Politics and Religious Integration in the Mediterranean



Hafedh Chekir, MA
Hafedh is an international expert on youth demographics. A graduate of Tunis University and the Paris VI Institute of Political Studies, he was for many years the Arab World regional director in Jerusalem for the United Nations Population Fund. In this capacity, he acted as a consultant on population policies, demographic analyses and population projections, population surveys, and youth policies related to immigration.

Sleh Fredj, PhD
Sleh studied anthropology and sociology at universities in Tunis, Paris, and Michigan. He is a senior lecturer in the Department of Sociology at Tunis Faculty of Human and Social Sciences. His fields of study are youth demographics, youth culture, and youth immigration, both documented and undocumented.

Asma Nouira, PhD
Asma has a PhD in political science. She specialized in law and Islamic studies, with emphasis on the state and Islam. She is an assistant professor of law and political science at the Faculty of Law, Economics, and Management at Jendouba University. She is a member of Unité de Recherche “État, Société et Culture” and “Groupe de Recherche Islamo-Chrétien” and author of Le Mufti de la République, la fonction et l’institution (2000) and Responses to Wahhabism in the 19th Century (2008).

Hamadi Redissi
Hamadi Redissi is a professor of public law and political science at the University of Tunis.
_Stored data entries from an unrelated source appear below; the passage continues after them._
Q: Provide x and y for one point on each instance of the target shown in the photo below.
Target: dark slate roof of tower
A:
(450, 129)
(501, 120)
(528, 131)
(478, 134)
He was a visiting scholar at Yale University in 2008 and at Fordham University in 1999. He has been a Fulbright scholarship recipient and has lectured at American universities (Yale, Fordham University, Colorado College, Loyola University, and the American Academy of Arts and Science in Boston). He is the author of L’exception Islamique, 2004; Les Politiques en Islam: Le Prophète, le Roi et le Savant, 1998; and Religion and Politics: Islam and Muslim Civilization (with Jan-Erik Lane), 2004. He recently published a book on the history of Wahhabism and in 2008 co-edited a collection of manuscripts refuting Wahhabism in nineteenth-century Beirut.

Livia Tranchina, BA
Livia has a bachelor’s degree in Latin and Italian Literature from the University of Palermo and taught high school Italian and Latin. After she retired, she began working with the NGO Centro Astalli, where she has been coordinating and organizing volunteers since 2002. Livia is also an intercultural mediator who leads school project to promote intercultural and interreligious dialogue and refugees’ social inclusion.